Some of his colleagues, however, seemed to match their physical gestures to their playing less effectively. Violinists Pavlovsky and Bresler, for example, would often lean back in their chairs synchronically when playing lines of ascending thirds. Inherently, nothing is ‘wrong,’ or ‘incorrect,’ with this gesture. However, physical gesture was so much a part of their playing, that when dissociating the embodiment of the music from the music itself, there was often little expression of depth of emotion left in the notes themselves.

The Debussy String Quartet in G minor was the most engaging and successful piece on the program. The first movement (Animé et très décidé), was so lively that Pavlovsky broke into a sweat. The pizzicato in the second (Assez vif et bien rythmé) were handled with finesse.

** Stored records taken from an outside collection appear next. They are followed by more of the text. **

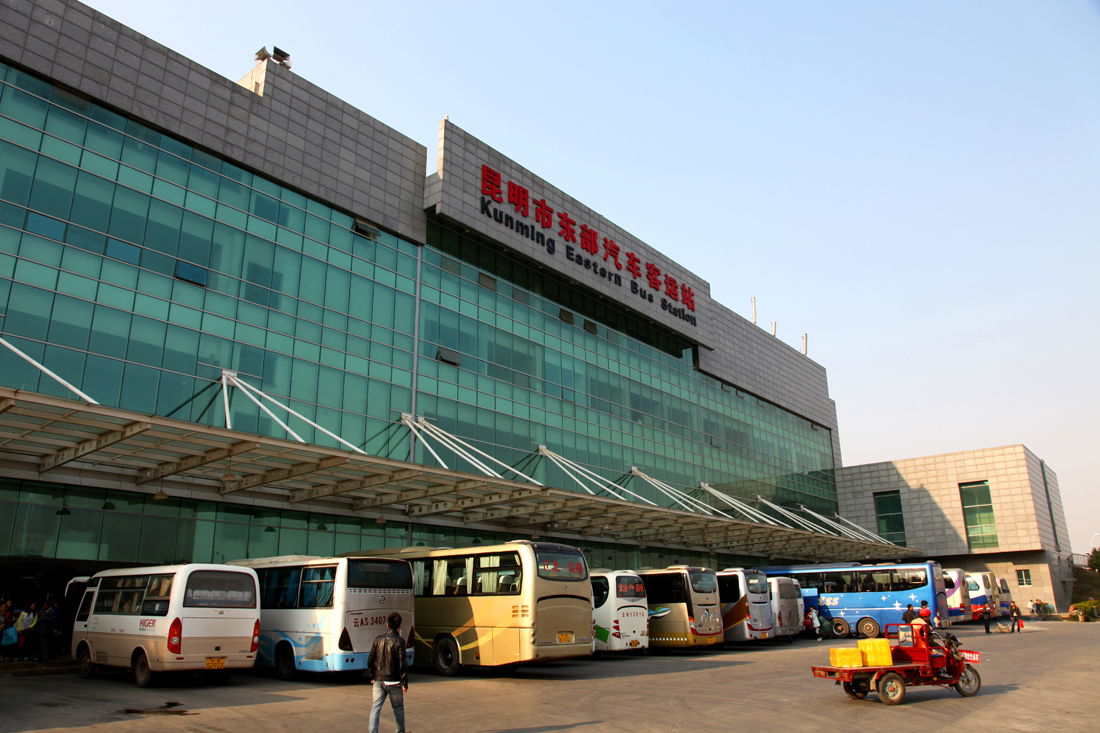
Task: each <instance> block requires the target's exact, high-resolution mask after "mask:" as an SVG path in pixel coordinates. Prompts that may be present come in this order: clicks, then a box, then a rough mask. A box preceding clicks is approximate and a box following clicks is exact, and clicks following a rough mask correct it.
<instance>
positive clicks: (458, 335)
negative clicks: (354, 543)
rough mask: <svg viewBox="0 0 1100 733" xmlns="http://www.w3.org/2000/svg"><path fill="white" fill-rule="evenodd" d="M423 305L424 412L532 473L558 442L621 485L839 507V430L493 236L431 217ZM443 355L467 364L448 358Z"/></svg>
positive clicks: (567, 454)
mask: <svg viewBox="0 0 1100 733" xmlns="http://www.w3.org/2000/svg"><path fill="white" fill-rule="evenodd" d="M437 248H438V251H437ZM420 308H421V329H420V333H421V338H422V343H421V349H420V353H421V354H422V355H423V357H428V359H425V360H421V362H420V364H421V366H420V370H419V371H420V382H419V384H420V396H419V403H418V409H419V412H420V413H421V414H425V415H430V416H432V417H436V418H438V420H439V424H440V426H442V427H443V428H444V429H447V430H450V431H452V433H456V434H459V435H463V436H473V437H474V438H475V439H476V440H477V441H478V442H480V444H481V445H482V446H483V447H484V446H492V449H491V450H489V452H492V453H493V455H496V456H498V457H502V458H503V459H504V460H506V461H507V462H508V463H511V464H515V466H522V467H524V468H525V470H526V469H527V467H528V466H529V464H530V463H528V462H527V461H530V452H531V451H532V450H533V449H535V448H536V447H537V446H538V445H539V444H546V445H547V446H548V447H550V448H551V449H552V450H554V451H555V452H560V453H562V455H563V456H565V457H568V458H571V459H573V460H575V461H577V462H580V463H584V464H585V466H587V467H590V468H593V469H595V470H597V471H601V472H602V473H603V474H604V475H607V477H609V478H617V475H616V474H617V473H619V474H620V473H621V472H624V471H628V470H629V468H630V467H631V466H637V467H638V468H639V469H641V470H642V471H643V472H646V473H648V474H650V475H652V477H654V478H657V479H659V480H662V481H667V482H669V483H672V484H674V485H678V486H693V485H695V486H697V485H698V483H700V482H704V481H705V482H707V483H709V484H711V485H714V486H716V488H718V489H723V490H725V491H727V492H729V493H733V494H739V495H742V496H746V497H748V499H753V497H755V496H756V495H757V494H761V495H763V496H764V497H766V499H769V500H772V501H775V502H777V503H781V504H791V505H798V504H805V505H806V506H809V507H810V508H813V510H815V511H823V512H827V513H832V512H834V511H835V510H836V483H835V479H834V475H833V449H832V442H831V440H832V436H831V433H829V430H828V429H826V428H823V427H820V426H815V425H813V424H812V423H811V422H810V420H806V419H804V418H802V417H800V416H798V415H794V414H793V413H790V412H788V411H785V409H783V408H781V407H778V406H775V405H773V404H770V403H768V402H766V401H762V400H759V398H757V397H755V396H752V395H750V394H747V393H745V392H741V391H739V390H737V389H735V387H733V386H730V385H727V384H724V383H722V382H719V381H717V380H715V379H712V378H709V376H707V375H705V374H703V373H701V372H698V371H696V370H695V369H694V352H693V350H692V348H691V347H690V346H687V344H686V343H676V341H675V339H673V338H672V337H671V336H664V335H662V333H659V332H654V328H653V327H652V326H649V325H646V324H641V322H637V321H631V320H630V316H629V314H625V313H618V314H609V313H608V308H609V306H608V305H606V304H605V303H603V302H599V300H597V299H596V298H595V297H592V296H588V295H586V294H584V293H583V292H581V291H580V289H579V288H575V287H571V286H569V285H568V284H565V283H559V282H554V281H552V280H548V277H547V275H546V274H543V273H542V272H541V271H537V270H536V269H535V267H531V266H529V265H526V264H525V263H522V262H520V261H519V260H517V259H514V258H509V256H508V255H507V254H505V253H503V252H500V251H497V250H496V249H494V248H493V247H492V245H491V244H489V243H488V242H485V241H484V240H478V239H474V238H472V237H470V236H465V234H461V233H459V232H456V231H454V230H453V229H449V228H448V227H447V226H445V225H443V223H441V222H438V221H431V222H429V227H428V247H427V248H426V250H425V263H423V273H422V277H421V305H420ZM608 322H610V324H614V326H615V327H612V326H608V325H607V324H608ZM630 333H637V335H639V336H638V337H635V336H630ZM642 333H647V337H646V339H645V340H643V339H642V338H641V337H640V335H642ZM438 347H443V348H444V349H449V350H453V351H458V352H459V353H460V354H462V359H461V362H460V363H459V364H458V365H455V364H453V363H448V362H444V361H440V360H438V359H434V358H436V355H437V354H438V353H439V350H438ZM504 457H507V458H504ZM535 466H537V467H538V468H539V469H540V470H541V471H544V472H540V473H538V474H537V475H536V478H538V479H539V480H540V481H544V482H546V483H550V484H552V485H561V486H566V488H569V486H571V483H570V479H568V478H566V477H565V475H564V474H562V473H561V472H560V471H558V470H557V469H555V468H554V467H552V466H551V467H543V466H540V464H537V463H536V464H535ZM626 485H628V486H629V488H630V490H631V491H635V492H637V493H639V494H641V495H645V496H647V497H648V499H649V500H651V501H654V502H658V503H667V500H663V501H662V499H661V497H660V496H659V495H658V494H657V493H656V491H654V490H652V489H651V488H650V486H648V484H645V483H643V482H641V481H640V480H637V479H635V480H632V481H631V482H629V483H627V484H626Z"/></svg>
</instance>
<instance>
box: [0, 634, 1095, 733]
mask: <svg viewBox="0 0 1100 733" xmlns="http://www.w3.org/2000/svg"><path fill="white" fill-rule="evenodd" d="M953 631H955V632H956V633H958V635H959V636H960V637H961V638H963V642H964V646H965V647H966V648H974V649H978V650H980V652H981V653H982V663H981V664H980V665H979V666H978V669H979V671H980V672H981V676H982V689H981V692H980V693H979V694H978V696H977V697H976V698H963V697H959V696H958V694H957V693H956V692H954V691H953V690H946V689H941V688H911V689H910V694H909V697H908V699H906V701H905V703H904V704H902V705H899V707H888V705H883V704H881V703H879V702H878V701H877V699H876V696H875V694H871V696H869V697H868V699H867V700H864V701H855V700H850V699H848V698H847V697H846V696H845V694H844V693H843V692H842V691H840V690H839V688H837V687H834V686H833V683H832V682H829V681H827V680H820V679H814V678H813V677H811V675H810V666H811V665H814V664H827V657H828V652H827V649H828V647H829V646H855V642H854V641H844V642H842V641H833V642H826V643H823V644H816V643H814V642H813V641H812V639H806V641H798V642H795V643H794V644H791V645H788V644H785V643H779V644H770V643H769V644H766V645H760V646H749V647H745V648H736V649H730V650H714V652H706V653H702V654H663V655H654V656H649V657H631V658H596V659H580V660H575V661H568V663H554V664H549V665H539V666H527V667H521V668H520V669H518V670H516V671H513V672H492V671H485V670H473V671H470V672H467V674H465V675H463V676H461V677H456V678H449V679H444V678H439V677H436V676H433V675H431V674H428V672H419V674H415V675H414V676H412V679H411V688H410V693H409V696H408V698H407V705H408V725H409V730H411V731H416V733H466V732H470V733H506V732H507V733H553V732H557V731H564V732H571V731H576V732H577V733H599V732H619V731H629V732H630V733H643V732H645V733H648V732H654V733H658V732H660V733H668V732H672V731H748V730H755V731H759V732H761V733H763V732H770V731H779V730H782V731H784V733H788V732H795V731H814V732H815V733H823V732H825V731H829V732H832V731H835V730H837V729H838V727H840V726H843V727H844V729H849V730H857V731H888V732H889V733H906V732H908V731H920V732H921V733H927V732H928V731H935V730H950V731H965V730H981V731H996V732H997V733H1001V732H1003V731H1030V732H1031V731H1044V732H1045V733H1058V732H1059V731H1097V730H1100V693H1098V689H1100V688H1098V686H1097V681H1098V680H1100V624H1070V623H1060V622H1043V623H1027V626H1026V630H1025V632H1024V633H1023V634H1020V635H1010V634H992V635H989V636H987V635H986V634H985V633H983V632H982V631H981V627H980V626H978V627H971V626H963V627H956V628H955V630H953ZM0 692H2V698H0V699H2V708H0V731H4V732H9V731H10V732H18V731H40V730H48V731H69V730H73V729H81V730H89V731H102V732H106V731H118V732H120V733H121V732H130V731H172V732H175V731H202V732H206V733H209V732H220V731H224V732H227V733H229V732H232V733H248V732H250V731H261V730H262V731H264V733H278V732H282V731H309V732H310V733H315V732H319V731H321V730H324V731H345V730H356V731H364V730H365V725H366V721H365V715H366V710H367V708H368V702H370V692H371V688H370V686H367V685H366V683H363V682H353V683H348V682H338V681H331V680H329V681H327V680H320V679H306V680H301V681H294V682H284V681H281V680H276V679H272V678H270V677H267V676H264V675H260V674H251V672H250V674H241V675H237V676H235V677H233V679H232V681H231V682H229V683H228V685H226V686H222V687H211V686H206V685H204V683H201V682H200V681H197V680H190V679H177V680H169V681H167V682H166V683H165V685H163V686H162V687H158V688H155V689H150V690H140V689H138V688H135V687H134V686H133V683H132V681H130V680H129V679H128V678H127V677H125V676H122V675H114V676H107V677H101V678H98V679H95V680H81V679H78V678H77V677H76V676H75V675H72V674H63V675H53V676H40V677H17V678H11V679H4V680H3V681H2V682H0ZM169 701H173V702H179V703H182V704H180V705H179V707H178V708H175V710H186V711H187V712H190V713H194V714H188V715H175V714H158V713H149V714H140V713H138V714H135V713H124V712H121V711H122V710H123V709H125V708H131V709H155V708H158V707H161V705H163V704H164V703H165V702H169ZM382 730H383V731H393V730H394V727H393V715H392V713H389V712H388V710H387V711H386V716H384V718H383V729H382Z"/></svg>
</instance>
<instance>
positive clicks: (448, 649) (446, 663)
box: [431, 636, 462, 677]
mask: <svg viewBox="0 0 1100 733" xmlns="http://www.w3.org/2000/svg"><path fill="white" fill-rule="evenodd" d="M431 664H432V666H433V667H434V668H436V671H437V672H439V674H440V675H442V676H444V677H454V676H455V675H456V674H458V672H459V667H461V666H462V665H461V664H460V663H459V645H458V644H456V643H455V642H454V639H453V638H451V637H450V636H440V637H439V638H437V639H436V641H434V642H432V644H431Z"/></svg>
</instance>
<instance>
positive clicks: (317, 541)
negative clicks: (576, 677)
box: [0, 478, 745, 591]
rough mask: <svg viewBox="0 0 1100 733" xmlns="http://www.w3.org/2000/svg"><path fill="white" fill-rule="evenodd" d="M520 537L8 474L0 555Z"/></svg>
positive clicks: (655, 550)
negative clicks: (42, 479)
mask: <svg viewBox="0 0 1100 733" xmlns="http://www.w3.org/2000/svg"><path fill="white" fill-rule="evenodd" d="M62 507H65V508H66V510H67V512H66V511H63V510H62ZM521 538H522V537H517V536H516V535H515V534H508V533H494V532H483V530H471V529H466V528H462V527H453V528H452V527H441V526H426V525H414V524H408V523H405V522H384V523H383V522H377V521H375V519H370V518H360V517H354V516H351V517H349V516H333V515H331V514H315V513H309V512H296V511H293V510H277V508H261V507H251V506H242V505H239V504H228V503H222V502H210V501H196V500H187V499H168V500H165V501H155V500H153V499H152V497H151V496H150V495H147V494H135V493H132V492H127V491H109V490H103V489H87V488H80V486H66V485H63V484H56V483H48V482H44V481H19V480H14V479H2V478H0V558H11V559H13V560H14V561H17V562H18V561H19V560H20V559H23V558H35V559H37V558H44V559H54V558H56V559H59V560H85V561H95V562H99V564H102V567H111V566H114V565H161V564H164V565H171V564H176V562H224V561H227V560H234V559H240V558H245V557H271V556H277V555H318V556H330V555H334V554H335V555H339V554H340V553H350V551H354V550H364V549H366V550H370V549H378V548H384V547H407V546H410V545H425V546H429V547H464V546H469V545H477V544H484V545H492V544H497V543H503V541H507V540H509V539H521ZM573 544H574V545H576V546H579V547H580V548H581V549H582V550H583V551H584V554H585V555H586V556H587V558H588V562H590V564H591V565H592V566H593V567H598V566H603V567H607V568H640V567H664V566H668V565H671V564H679V562H683V564H689V565H701V566H709V567H713V566H715V565H716V564H718V562H723V564H725V565H736V564H739V562H741V561H742V560H744V559H745V558H738V557H736V556H729V555H723V556H722V557H720V559H719V558H718V557H716V556H714V555H708V554H706V553H691V551H683V550H672V549H663V548H658V547H650V548H639V547H630V546H625V545H614V544H607V543H573ZM725 565H724V566H723V567H725ZM8 590H9V591H10V590H11V589H8Z"/></svg>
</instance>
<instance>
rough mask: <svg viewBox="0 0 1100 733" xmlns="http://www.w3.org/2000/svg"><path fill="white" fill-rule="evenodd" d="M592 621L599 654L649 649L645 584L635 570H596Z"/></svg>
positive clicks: (596, 647)
mask: <svg viewBox="0 0 1100 733" xmlns="http://www.w3.org/2000/svg"><path fill="white" fill-rule="evenodd" d="M591 579H592V606H593V610H592V620H593V623H594V624H595V636H596V650H597V652H605V650H606V652H623V650H627V649H646V648H649V606H648V605H647V604H646V584H645V583H643V582H642V580H641V578H639V577H638V573H636V572H635V571H634V570H593V571H592V573H591Z"/></svg>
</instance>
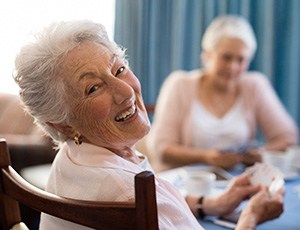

Beethoven’s String Quartet in G major, Op.18 no.2, began the program pleasantly. Though, the players failed to share in some of the wit the composer included in the score. In a nod to his teacher Haydn, one of the best-known musical jokesters, Beethoven included several amusing moments in this piece. But even the Scherzo, which itself means joke, was lacking in humor in the Jerusalems’ performance.

The Brahms String Quartet in A minor, Op.51 no.2, rounded out the second half of the concert program. Though the piece references several dance idioms, from the minuet to the czardas, it is certainly no cakewalk to play. Brahms spent twenty-two years drafting the piece, fearing he could never outdo Beethoven, one of the great forefathers of the string quartet.

Just over a half-hour in length, the quartet is almost symphonic in scale. Though technically the Jerusalem delivered the piece without a hitch, perhaps it will take another twenty-two years before they are able to dig at the work’s true emotional core.

Princeton University Concerts continues to deliver some of the most artistically excellent performances in the area. The Jerusalem String Quartet is no exception – and this talented young ensemble will certainly continue to flourish in the decades to come. Still, their performance lacked some of the excitement and passion I would hope to hear in a piece such as the Brahms quartet – which almost never fails to make me swoon just a bit.